One of the first controversial sectarian parades of the summer passed off uneventfully on Friday night in north Belfast after loyalist bandsmen appeared to adhere to a Parades Commission determination.

All bands taking part in the annual Tour of the North parade appeared to comply with the ruling to only play a single drum beat along Donegall Street -- including past St Patrick’s Catholic Church, a frequent site for sectarian displays by bandsmen in recent years.

A planned residents’ protest against the parade was called off on Thursday, although some residents gathered at the top of Donegall Street to observe events.

A large sign on the side of a PSNI Land Rover warned participants they must stick to a single beat. Once past the sign, most of the bands burst into loud song with several shouts from bandsmen of “let it rip”.

Around 1,000 people and 13 bands took part in the parade.

Sinn Féin assembly member Gerry Kelly said he welcomed that the “Tour of the North has passed off peacefully and that the Parades Commission determination was respected”.

“I would like to thank the Carrick Hill Residents for their mature attitude and their decision not to protest tonight,” he said.
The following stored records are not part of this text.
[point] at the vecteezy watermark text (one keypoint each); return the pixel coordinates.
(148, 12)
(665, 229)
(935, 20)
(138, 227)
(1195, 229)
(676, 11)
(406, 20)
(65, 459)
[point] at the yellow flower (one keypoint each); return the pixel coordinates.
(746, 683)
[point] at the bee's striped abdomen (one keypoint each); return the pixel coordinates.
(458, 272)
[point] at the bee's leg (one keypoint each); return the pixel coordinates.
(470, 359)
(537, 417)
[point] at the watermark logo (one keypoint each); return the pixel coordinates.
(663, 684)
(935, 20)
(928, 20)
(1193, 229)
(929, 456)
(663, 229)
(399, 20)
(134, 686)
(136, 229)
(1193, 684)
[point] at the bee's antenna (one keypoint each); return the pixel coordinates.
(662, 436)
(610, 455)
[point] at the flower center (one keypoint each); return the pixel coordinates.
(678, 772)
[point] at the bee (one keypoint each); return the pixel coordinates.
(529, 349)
“I am convinced that the only way to resolve issues around parading is through genuine and inclusive dialogue with local communities.”

A last minute legal challenge to the parade conditions failed on Thursday. A lawyer for the anti-Catholic Orange Order had argued that the conditions imposed were “excessive and irrational”.
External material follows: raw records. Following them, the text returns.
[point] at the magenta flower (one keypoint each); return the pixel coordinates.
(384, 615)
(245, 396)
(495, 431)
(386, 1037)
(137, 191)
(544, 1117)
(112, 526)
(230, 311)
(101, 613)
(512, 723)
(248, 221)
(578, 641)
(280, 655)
Hardline unionist MP Nigel Dodds of the DUP had also called on the Parades Commission to resign over the ruling.


Earlier this week, loyalists pulled out of talks with PSNI aimed at ensuring a peaceful July, leading to fears that there could be unrest in the lead up to the Twelfth of July, the climax of the unionist marching season.

Orangemen have now said they will not take responsibility for helping to monitor interface parades at flashpoints, including north and east Belfast this year.

In Tigers Bay in north Belfast, loyalist paramilitary flags have returned to interface areas with the New Lodge following a reported change in UDA leadership there.

UDA gangs have also been painting road markings red, white and blue as well as erecting flags in interface areas ahead of the Twelfth. Nationalists in the area have been warned that a more hardline leadership, led by a number of prominent paramilitaries previously expelled from the UDA, is now in the ascendancy.

And there was trouble in the Glengormley area of Newtownabbey on Tuesday following the erection of an Orange arch there.

Nationalist residents had previously complained that the area had been saturated with loyalist paramilitary flags to deliberately raise tensions ahead of the Twelfth.

One resident said he contacted the PSNI who told him there was “nothing they could do” about flags along the Antrim line and on the mainly nationalist Hightown Road.

There were reports of hand-to-hand fighting between youths after the PSNI withdrew from the area following the erection of the arch, and one man was reported to have been stabbed.